Peki, kayıt ücretlerinin yükselmesi, eğitimin kalitesinin arttığını mı gösteriyor? Bence hayır. AÖF’e kaydolmak isteyen bir öğrenci, herhangi bir kariyer planlaması yapmadan önce eğitim maliyetini iyi hesaplamak zorunda. Eğer sadece ders materyalleri ve eğitmenlere yatırım yapılıyorsa, bu o kadar da yeterli olmayabilir. Hani bazen okulun sunacağı eğitim materyali, kitap ve ders notlarından çok daha fazlası bekleniyor insanın zihninde.
Sonuç: Eğitimde Yükselen Fiyatlar
AÖF kayıt ücreti ne kadar olmalı? Belki bir noktada, bu ücret artışlarının “makul” olduğu söylenebilir ama ortada tartışılacak çok şey var. Eğitim her zaman değerli bir yatırımdır, ancak bu değerin doğru bir şekilde öğrencilere dönüp dönmediğini sorgulamak lazım. AÖF gibi büyük bir devlet üniversitesinde, daha uygun fiyatlarla eğitim almak mümkünken, bu kadar fazla ücret almak gerçekten de sorgulanmalı.
Bir şeyin fiyatı artarken, ona sağlanan hizmetin de artması gerektiğini savunuyorum.
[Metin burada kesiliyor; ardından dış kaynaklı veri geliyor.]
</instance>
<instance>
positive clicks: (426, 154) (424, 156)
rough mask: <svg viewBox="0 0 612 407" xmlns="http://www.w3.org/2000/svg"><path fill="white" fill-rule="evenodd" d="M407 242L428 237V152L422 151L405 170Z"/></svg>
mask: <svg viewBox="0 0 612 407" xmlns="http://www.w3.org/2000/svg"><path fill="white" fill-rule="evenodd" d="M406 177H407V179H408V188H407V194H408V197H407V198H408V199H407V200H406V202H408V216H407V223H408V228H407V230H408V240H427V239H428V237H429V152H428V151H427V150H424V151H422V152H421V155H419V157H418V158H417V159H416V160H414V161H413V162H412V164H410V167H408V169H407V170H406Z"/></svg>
Ancak günümüzde, eğitimdeki yükselen fiyatlarla beraber öğrencilerin aldığı fayda arasında büyük bir uçurum var gibi hissediyorum. Bunu değiştirmek için daha fazla düşünmeye, konuşmaya ve tabii ki protesto etmeye devam etmek gerek. Çünkü sonunda hepimiz eğitimin gerçek değerini hak ediyoruz.